1. Business Structures
2. Corporation
3. Limited Liability Company

LLC number of owners depends on the ownership of the LLC. It may be owned by an individual, other LLCs, corporations, partnerships, or any other legal entity recognized by the state's local laws.

Business Structures

One of the first decisions a new business owner must make is deciding on the type of entity structure to use to form the company. This is usually a choice between a corporation or LLC. Each has their own process of formation and operating structure.


Each owner in a corporation owns shares of stock. Owners are referred to as shareholders. A shareholder's portion of the corporation's ownership is measured by the number of shares owned.

Shareholders are responsible for electing a board of directors whose job is managing the company. A shareholder may be elected to the board but there is no requirement that a shareholder holds the position. In some states, a board of directors may consist of only one director. In other states, the requirement is there must be more than one director.

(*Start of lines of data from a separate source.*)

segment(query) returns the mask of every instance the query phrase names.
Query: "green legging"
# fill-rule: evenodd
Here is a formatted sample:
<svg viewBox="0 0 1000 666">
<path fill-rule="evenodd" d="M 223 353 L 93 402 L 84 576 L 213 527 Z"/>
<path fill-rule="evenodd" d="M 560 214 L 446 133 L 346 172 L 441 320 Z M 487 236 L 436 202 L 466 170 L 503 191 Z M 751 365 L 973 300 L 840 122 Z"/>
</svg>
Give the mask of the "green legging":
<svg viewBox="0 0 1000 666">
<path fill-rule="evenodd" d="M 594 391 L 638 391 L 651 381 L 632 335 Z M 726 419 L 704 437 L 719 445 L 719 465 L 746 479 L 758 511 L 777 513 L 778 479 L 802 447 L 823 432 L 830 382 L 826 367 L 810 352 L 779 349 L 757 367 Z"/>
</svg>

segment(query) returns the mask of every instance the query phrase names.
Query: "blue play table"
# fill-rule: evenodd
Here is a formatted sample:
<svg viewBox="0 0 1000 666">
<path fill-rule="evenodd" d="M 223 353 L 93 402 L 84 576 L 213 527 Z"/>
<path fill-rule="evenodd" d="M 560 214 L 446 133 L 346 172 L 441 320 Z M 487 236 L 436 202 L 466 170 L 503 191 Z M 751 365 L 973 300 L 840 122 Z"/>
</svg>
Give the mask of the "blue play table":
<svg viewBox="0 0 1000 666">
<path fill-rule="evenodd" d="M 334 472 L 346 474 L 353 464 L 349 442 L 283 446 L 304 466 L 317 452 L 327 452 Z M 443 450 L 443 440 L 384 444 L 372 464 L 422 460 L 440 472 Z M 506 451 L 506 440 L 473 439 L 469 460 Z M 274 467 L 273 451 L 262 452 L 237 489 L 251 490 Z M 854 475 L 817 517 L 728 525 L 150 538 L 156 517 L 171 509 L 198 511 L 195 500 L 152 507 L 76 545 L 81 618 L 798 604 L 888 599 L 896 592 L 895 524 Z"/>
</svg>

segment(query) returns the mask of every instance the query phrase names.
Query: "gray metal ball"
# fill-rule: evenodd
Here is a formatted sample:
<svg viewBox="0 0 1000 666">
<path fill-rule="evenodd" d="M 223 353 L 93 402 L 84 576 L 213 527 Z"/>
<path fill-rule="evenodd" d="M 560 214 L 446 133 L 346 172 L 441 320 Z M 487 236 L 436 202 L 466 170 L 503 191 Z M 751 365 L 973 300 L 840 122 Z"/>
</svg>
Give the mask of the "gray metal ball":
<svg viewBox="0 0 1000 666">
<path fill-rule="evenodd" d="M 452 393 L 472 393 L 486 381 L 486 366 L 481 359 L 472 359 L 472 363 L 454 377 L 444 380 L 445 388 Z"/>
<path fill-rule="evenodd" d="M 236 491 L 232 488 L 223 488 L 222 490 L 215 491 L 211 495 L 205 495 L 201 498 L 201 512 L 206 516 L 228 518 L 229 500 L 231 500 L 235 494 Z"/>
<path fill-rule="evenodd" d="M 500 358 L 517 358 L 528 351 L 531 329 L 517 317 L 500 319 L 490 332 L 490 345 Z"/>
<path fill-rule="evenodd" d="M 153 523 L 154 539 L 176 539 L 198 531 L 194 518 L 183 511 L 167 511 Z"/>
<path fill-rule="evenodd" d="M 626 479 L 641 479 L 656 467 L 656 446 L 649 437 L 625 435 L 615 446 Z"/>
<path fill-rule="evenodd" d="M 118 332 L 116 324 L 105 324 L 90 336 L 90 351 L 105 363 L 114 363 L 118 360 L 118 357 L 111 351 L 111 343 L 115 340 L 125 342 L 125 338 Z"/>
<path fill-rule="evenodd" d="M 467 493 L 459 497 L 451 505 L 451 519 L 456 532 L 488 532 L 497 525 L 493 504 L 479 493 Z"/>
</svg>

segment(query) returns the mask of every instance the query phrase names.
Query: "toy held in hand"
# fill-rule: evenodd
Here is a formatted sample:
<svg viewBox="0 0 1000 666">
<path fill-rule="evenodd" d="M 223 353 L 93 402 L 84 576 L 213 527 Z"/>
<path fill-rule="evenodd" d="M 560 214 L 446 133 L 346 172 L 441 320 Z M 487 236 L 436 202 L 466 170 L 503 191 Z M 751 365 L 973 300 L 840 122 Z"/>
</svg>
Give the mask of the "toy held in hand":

The board of directors makes all major decisions via a vote pertaining to the company. The decisions are then documented as formal resolutions, which requires taking meeting minutes.

The board also delegates the responsibilities of day-to-day management to officers of the corporation who carry out the decisions made by the board. There is no requirement that an officer must be a shareholder or a director to hold the position of officer. This means officers, shareholders, and directors can be different people although there may be some overlap.

Corporations are governed by a Certificate of Incorporation, which is also referred to as Articles of Incorporation or Charter, and a set of bylaws that define the procedures for voting and the election of the board of directors. In a corporation, there can be one or more shareholder agreements. This clarifies the rights that shareholders have among themselves, including:

  • Options.
  • Rights of refusal.
  • Restriction of transfers.

Also, corporations are usually required to hold an annual meeting of the board and/or shareholders regardless of whether there is any significant business to be discussed. In summary, corporations are governed in a more structured and formal process.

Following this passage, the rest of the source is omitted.